Dziś stacje telewizyjne ścigają się w pomysłach na spektakularne koncerty sylwestrowe, które mają towarzyszyć milionom widzów w powitaniu Nowego Roku. Celebracja nocy sylwestrowej w czasach PRL wyglądała inaczej, jednak program jedynej istniejącej wówczas telewizji również przyciągał przed ekrany tłumy. Przez całe dekady obowiązkowym punktem były życzenia od ukochanych prowadzących.
Sylwester w telewizji dawniej. Tak wyglądał 31 grudnia na antenie w PRL-u
Specjalna oferta telewizyjna na wieczór 31 grudnia w Polsce Ludowej rozpoczynała się po obowiązkowej emisji "Dziennika Telewizyjnego" o 19:30. Tuż po wiadomościach Telewizja Polska przekazywała życzenia noworoczne od jednego z komunistycznych dygnitarzy. Dopiero po pełnych propagandy formalnościach rozpoczynały się programy rozrywkowe, które często odbiegały od dzisiejszego Sylwestra w stacjach telewizyjnych.
Jak możemy dowiedzieć się z programu na 31 grudnia 1980 roku, o 20:15 oba kanały TVP wyemitowały krótki koncert "Utwory Chopina gra Piotr Paleczny". Później na kanale pierwszym widzowie mogli obejrzeć Teatr Telewizji i francuski film "Mężczyzna, który mi się podoba", a na drugim - występy gwiazd w "Sylwestrowym kaprysie Studia Gama" oraz recital Wojciecha Młynarskiego. O północy następowały tradycyjne życzenia, zaś później dopiero pokazywane były przede wszystkim gwiazdy muzyki z zagranicy, szczególnie z innych państw bloku wschodniego. Powitanie roku 1981 zawierało też program z polskimi artystami rockowymi, ale transmisja zaczęła się dopiero po 2:00 w nocy.
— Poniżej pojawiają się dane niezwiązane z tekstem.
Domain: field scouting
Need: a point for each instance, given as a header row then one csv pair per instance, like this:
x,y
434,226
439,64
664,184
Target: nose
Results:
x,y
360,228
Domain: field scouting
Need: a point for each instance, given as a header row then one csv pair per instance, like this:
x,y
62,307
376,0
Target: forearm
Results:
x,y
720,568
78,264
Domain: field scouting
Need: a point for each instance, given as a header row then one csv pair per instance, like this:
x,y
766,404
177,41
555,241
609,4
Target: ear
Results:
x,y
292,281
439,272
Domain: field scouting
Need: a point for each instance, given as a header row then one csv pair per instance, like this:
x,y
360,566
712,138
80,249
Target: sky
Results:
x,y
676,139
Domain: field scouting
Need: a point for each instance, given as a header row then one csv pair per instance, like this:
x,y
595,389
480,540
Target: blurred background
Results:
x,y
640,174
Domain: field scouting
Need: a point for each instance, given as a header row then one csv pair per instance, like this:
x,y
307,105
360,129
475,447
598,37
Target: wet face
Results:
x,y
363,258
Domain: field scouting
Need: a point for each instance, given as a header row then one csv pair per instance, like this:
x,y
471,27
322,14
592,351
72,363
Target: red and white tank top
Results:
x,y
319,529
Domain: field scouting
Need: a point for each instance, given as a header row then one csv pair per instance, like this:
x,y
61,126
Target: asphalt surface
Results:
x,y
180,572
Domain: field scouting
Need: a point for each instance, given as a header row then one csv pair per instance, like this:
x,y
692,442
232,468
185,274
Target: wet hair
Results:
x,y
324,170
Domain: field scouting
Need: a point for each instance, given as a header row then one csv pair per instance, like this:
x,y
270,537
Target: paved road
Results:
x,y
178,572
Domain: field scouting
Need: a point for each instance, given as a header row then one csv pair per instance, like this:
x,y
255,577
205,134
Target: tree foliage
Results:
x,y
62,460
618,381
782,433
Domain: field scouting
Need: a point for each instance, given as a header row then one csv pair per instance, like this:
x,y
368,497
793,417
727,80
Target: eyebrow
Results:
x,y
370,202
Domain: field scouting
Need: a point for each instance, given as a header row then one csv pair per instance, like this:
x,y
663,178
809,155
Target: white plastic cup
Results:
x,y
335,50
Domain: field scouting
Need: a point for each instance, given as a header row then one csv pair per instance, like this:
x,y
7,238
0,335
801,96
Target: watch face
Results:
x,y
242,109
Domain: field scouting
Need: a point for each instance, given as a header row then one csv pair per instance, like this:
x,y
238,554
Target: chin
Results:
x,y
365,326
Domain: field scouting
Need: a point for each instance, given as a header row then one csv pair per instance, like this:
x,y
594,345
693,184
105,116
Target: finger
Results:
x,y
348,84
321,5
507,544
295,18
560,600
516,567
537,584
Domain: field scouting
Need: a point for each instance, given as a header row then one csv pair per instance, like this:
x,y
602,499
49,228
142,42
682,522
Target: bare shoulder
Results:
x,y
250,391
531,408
ZOBACZ TEŻ: Wielkie powroty i rozstania. Te gwiazdy namieszały na ekranie w 2025 roku [GALERIA]
Jan Suzin i Edyta Wojtczak przeszli do legendy. Nie brakowało też wpadek
Niezapomnianym duetem telewizji w PRL byli Jan Suzin i Edyta Wojtczak. Przez wiele lat właśnie ta para wspólnie składała widzom życzenia z okazji wejścia w Nowy Rok. Mimo niełatwych czasów, profesjonalizm i ciepły głos kultowych spikerów pozwalał choć na chwilę wpaść w optymistyczny nastrój. Dziś wielu Polaków z nostalgią wspomina dawne sylwestrowe wieczory. Po raz ostatni legendarni dziennikarze złożyli widzom życzenia we wczesnych latach 90., a później charakter ramówki na 31 grudnia zaczął się zmieniać.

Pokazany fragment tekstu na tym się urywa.